Engineering the Future of Nuclear

About the episode

The on-going debate on nuclear feels like a constant battle of weighing the benefits of low carbon electricity generation against the public perception of potential risks. As some countries power ahead to expand their nuclear reactors, others are closing theirs down. In Australia, the AUKUS agreement will force Australia to not only invest in a nuclear industry but might spark a new debate about its position on nuclear technologies.

Nuclear engineer and lead of UNSW’s Nuclear Engineering program, Dr Edward Obbard, and Lieutenant Colonel Jasmin Diab, join STEM journalist, Neil Martin, to discuss exciting developments in nuclear engineering and discuss what impacts we can expect on society as a whole over the next two decades.

Jasmin Diab

Jasmin is a mum, leader, nerd and diversity advocate. Jasmin joined the Australian Army in 2001 and after graduating from the Australian Defence Force Academy and Royal Military College Duntroon, was allocated to the Royal Australian Engineers as a Combat Engineer.

With a background in explosive ordnance disposal, Jasmin has spent the majority of her career providing operational and training support in countering chemical, biological, radiological, nuclear and explosive threats and has seen operational service both domestically and overseas. She has just completed her tenure as a Commanding Officer of an Engineer Regiment. 

Jasmin is a big advocate for thinking differently and is a co-founder of the Defence Entrepreneurs Forum Australia (DEF Aus) which encourages bottom-up conceptual innovation. She is also the President of Women in Nuclear Australia, the Oceania representative on the Women in Nuclear Global executive, a member of the ARPANSA Nuclear Safety Committee and a Fellow with Engineers Australia. 

 

Edward Obbard

Edward Obbard studied mechanical design and materials engineering at the University of Nottingham, UK, and later studied mandarin Chinese while working on his PhD research in biomedical alloys at the Chinese Academy of Science Institute of Metal Research, in Shenyang, China.

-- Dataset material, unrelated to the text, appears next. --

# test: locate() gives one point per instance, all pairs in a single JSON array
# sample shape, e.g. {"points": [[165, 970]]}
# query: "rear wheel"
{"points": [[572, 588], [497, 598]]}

His experience of life in Shenyang, a developing industrial city of 8m people, about the same population as New South Wales, only with dark, -20C winters and powered almost entirely by coal, caused him to rethink the need for nuclear energy as an essential ingredient for development, environmental conservation and energy security for the 21st century. Thus redirecting his knowledge of materials science to focus on nuclear applications, he worked 2010-2015 at ANSTO designing and building new nuclear infrastructure for irradiated materials research; he now leads the growing and diverse nuclear engineering program at UNSW Sydney, which delivers education programs and research training in this critical sector for Australia, and the wider world.